Hollar published a series of etchings copied after Leonardo's grotesques which became widely admired and circulated throughout Britain and Europe. Their publication coincided with the first newspapers being produced in Europe which fuelled demand for illustrations.
Stead says these became increasingly satirical and political leading to "a derisive undercurrent of English wit" that came with European settlement to the South Pacific.
"By the time James Cook made his way across the Pacific Ocean, caricature was an established fixture in the British press."

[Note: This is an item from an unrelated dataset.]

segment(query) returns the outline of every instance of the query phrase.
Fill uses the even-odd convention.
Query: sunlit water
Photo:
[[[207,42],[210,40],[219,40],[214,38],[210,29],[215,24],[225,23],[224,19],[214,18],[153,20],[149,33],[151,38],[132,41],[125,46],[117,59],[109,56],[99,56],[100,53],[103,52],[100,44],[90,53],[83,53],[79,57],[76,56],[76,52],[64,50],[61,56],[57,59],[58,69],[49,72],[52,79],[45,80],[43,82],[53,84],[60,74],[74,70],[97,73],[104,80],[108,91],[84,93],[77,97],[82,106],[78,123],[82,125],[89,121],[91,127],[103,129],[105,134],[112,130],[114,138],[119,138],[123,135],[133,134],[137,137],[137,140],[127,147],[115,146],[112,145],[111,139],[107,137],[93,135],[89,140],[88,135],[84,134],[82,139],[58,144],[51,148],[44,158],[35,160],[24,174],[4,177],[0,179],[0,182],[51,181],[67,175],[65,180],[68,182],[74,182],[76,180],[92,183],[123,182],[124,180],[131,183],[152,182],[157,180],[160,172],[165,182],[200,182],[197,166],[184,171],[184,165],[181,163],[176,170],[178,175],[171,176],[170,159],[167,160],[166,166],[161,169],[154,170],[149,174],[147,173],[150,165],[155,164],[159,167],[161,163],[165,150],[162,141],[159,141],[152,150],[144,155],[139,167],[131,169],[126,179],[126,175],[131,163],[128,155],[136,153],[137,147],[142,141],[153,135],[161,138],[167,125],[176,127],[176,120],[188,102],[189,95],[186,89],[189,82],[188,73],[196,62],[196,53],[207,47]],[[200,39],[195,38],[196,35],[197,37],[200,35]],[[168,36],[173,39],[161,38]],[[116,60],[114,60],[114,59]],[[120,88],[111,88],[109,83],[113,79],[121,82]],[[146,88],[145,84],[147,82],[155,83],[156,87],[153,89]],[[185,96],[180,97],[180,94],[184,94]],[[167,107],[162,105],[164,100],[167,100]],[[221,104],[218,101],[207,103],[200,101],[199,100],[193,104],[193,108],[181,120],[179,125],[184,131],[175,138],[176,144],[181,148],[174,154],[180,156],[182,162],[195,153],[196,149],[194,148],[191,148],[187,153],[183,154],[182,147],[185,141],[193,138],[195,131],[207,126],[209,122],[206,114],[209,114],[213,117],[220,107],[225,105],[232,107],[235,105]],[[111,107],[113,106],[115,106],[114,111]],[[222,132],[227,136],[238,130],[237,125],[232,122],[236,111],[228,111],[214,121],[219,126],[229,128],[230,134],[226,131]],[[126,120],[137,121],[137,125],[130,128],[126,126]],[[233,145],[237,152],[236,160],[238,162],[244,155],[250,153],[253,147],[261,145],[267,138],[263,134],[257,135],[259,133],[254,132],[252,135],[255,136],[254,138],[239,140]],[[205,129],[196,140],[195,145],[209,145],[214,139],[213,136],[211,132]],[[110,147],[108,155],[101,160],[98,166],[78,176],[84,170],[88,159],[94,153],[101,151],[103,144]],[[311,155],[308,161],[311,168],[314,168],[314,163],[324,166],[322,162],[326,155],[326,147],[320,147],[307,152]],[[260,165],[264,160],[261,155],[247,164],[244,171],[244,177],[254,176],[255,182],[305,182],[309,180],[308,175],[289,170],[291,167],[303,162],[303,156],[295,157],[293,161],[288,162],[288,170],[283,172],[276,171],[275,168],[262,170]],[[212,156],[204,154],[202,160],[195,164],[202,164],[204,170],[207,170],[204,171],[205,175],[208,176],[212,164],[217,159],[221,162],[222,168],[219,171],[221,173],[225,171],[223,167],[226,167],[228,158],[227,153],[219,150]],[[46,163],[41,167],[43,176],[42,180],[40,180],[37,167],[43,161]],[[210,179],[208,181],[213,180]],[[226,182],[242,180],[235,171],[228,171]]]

He believes the number of newspapers printed in colonial New Zealand and Australia kept cartooning in rude health, saying the two complement one another. Emmerson's observation that cartoonists in this part of the world tend to pillory the left and the right in equal measure might explain why we've done so well internationally.
He says it is part of a news cartoonist's job to be almost one step ahead of the news, always knowing what's topical and being able to draw the threads of seemingly different events together.
"You have four to five seconds of someone's attention span and that's it for them to read a cartoon, understand it and then move on. It's very difficult in that short time to be able to entertain someone to point where you can make them laugh or cry into their breakfast."
Ludicrous Likenesses: The Fine Art of Caricature is at the New Zealand Portrait Gallery, Shed 11 on Wellington's Queen's Wharf from August 3-October 23. The exhibition also celebrates the 25th anniversary of the New Zealand Cartoon Archive at the Turnbull Library.